Hier soir, j'étais couché dans mon lit.

J'étais buzzé ben raide. Deux pipettes pleines d'huile de THC et un carré de lasagne juste après: ça m'a pété en pleine face.

Je pensais en regardant le plafond de ma chambre, collé contre ma blonde et mon chien, j'y voyais en gros plan des bactéries couleur mauve s'agiter dans tous les sens, et je me disais que j'étais pas mal gelé. Comme si j'avais pris du LSD.

Je pensais aussi que j'étais en train de virer sur le top. Que je me gelais trop souvent. Que je n'étais plus capable... Que c'était la «dernière fois»...

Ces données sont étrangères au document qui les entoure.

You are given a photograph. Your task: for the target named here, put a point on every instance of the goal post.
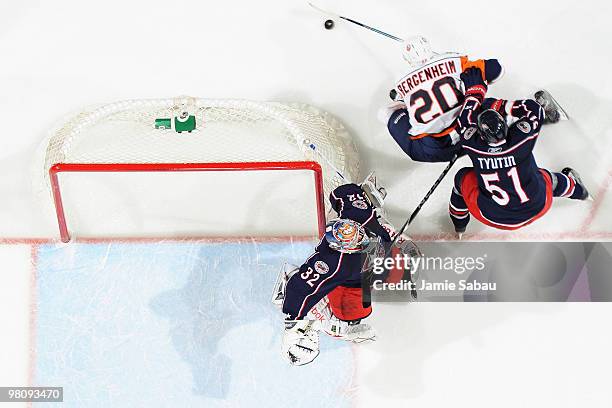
(230, 136)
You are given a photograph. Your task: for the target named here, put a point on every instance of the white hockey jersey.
(433, 94)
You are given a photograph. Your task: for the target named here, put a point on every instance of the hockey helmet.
(346, 236)
(416, 50)
(493, 128)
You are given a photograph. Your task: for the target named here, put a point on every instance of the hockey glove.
(475, 86)
(300, 342)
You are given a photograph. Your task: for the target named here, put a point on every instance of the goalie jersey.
(433, 93)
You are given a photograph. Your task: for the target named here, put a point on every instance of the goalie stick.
(337, 16)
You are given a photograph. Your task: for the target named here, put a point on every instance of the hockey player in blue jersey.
(423, 119)
(505, 188)
(325, 293)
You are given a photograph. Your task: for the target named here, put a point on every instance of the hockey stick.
(413, 291)
(424, 200)
(376, 30)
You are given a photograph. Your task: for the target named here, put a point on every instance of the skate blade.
(562, 113)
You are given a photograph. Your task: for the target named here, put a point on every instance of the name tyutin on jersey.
(494, 163)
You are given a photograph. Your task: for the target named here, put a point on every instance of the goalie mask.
(346, 236)
(417, 51)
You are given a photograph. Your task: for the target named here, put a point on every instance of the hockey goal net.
(247, 168)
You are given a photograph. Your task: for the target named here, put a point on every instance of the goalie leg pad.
(353, 331)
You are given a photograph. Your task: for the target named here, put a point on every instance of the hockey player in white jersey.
(422, 119)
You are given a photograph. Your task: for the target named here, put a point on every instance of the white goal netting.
(227, 131)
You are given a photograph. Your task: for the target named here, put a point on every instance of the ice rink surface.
(101, 319)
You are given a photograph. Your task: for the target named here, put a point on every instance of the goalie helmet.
(346, 236)
(417, 51)
(493, 127)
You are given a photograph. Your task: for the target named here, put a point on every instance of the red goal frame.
(58, 168)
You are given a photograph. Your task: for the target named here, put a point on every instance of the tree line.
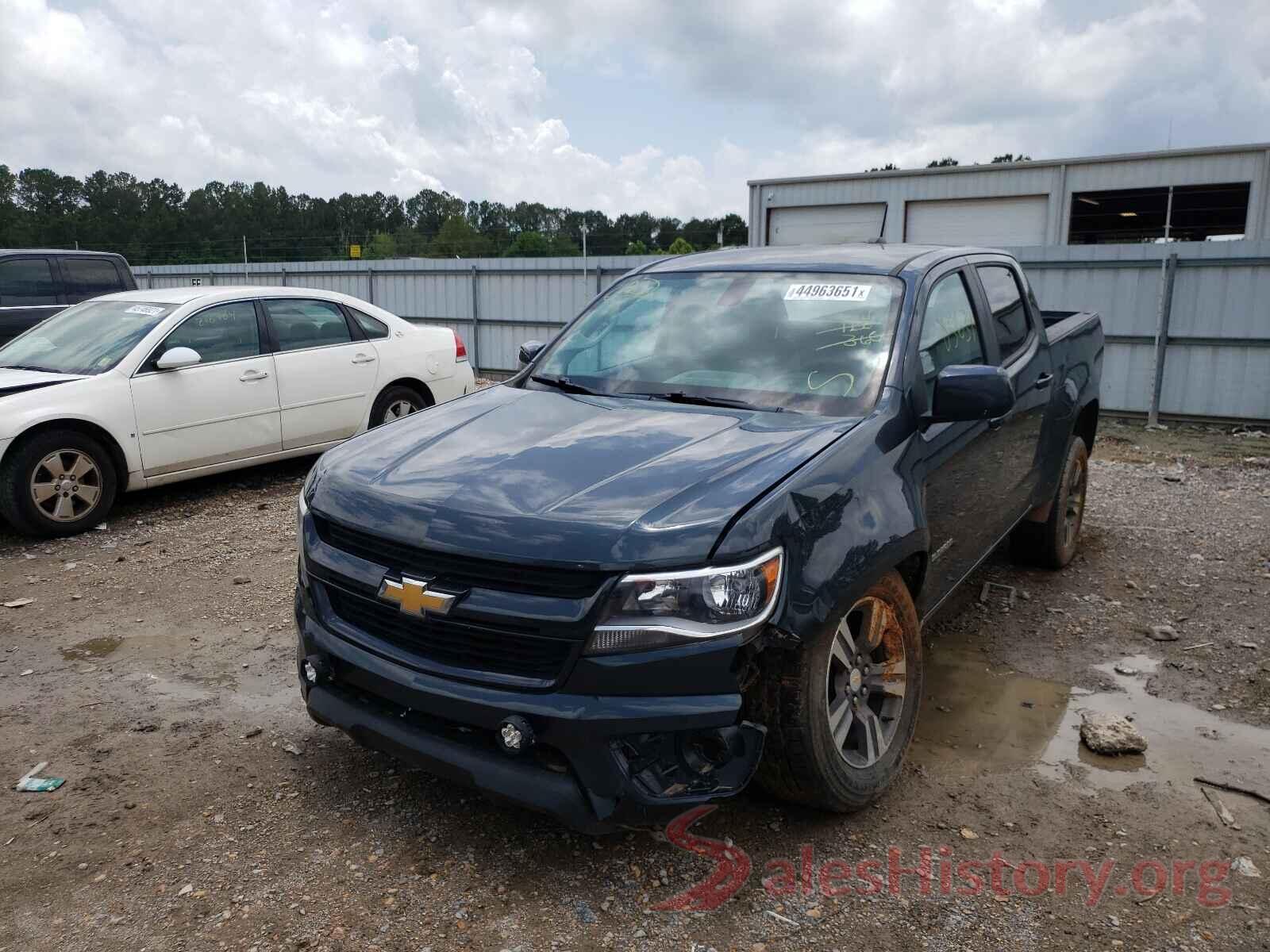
(158, 222)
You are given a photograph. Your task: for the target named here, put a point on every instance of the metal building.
(1172, 248)
(1218, 194)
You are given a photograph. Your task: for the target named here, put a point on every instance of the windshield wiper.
(679, 397)
(565, 385)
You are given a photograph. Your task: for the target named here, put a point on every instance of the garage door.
(977, 221)
(826, 224)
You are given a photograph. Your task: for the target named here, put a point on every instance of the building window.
(1137, 215)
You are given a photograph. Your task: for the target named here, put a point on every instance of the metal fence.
(1216, 344)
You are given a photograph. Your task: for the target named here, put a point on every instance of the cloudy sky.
(667, 107)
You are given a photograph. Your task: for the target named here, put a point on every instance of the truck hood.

Mais hier soir, c'était différent.

Le miroir s'est tourné vers moi, et je me suis vu...


«J'ai compris que mes pensées reflétaient la vraie réalité 
et que c'est quand j'étais dans la «réalité ordinaire» que mes pensées me trompaient


Je sentais les instants passer, un à un, uniques, pour l'éternité.

Je comprenais très bien que beaucoup de parties de moi sont déjà mortes depuis longtemps.

Tous mes souvenirs d'enfance sont des reconstructions partielles d'un monde et d'un moi morts.

Des façons de sentir, des façons d'êtres, sont disparues à jamais.

Je reconnais pourtant cet «autre» qui est moi sur les photos de jeunesse.

Drôle de «moi» qui est toujours différent, mais pourtant toujours le même.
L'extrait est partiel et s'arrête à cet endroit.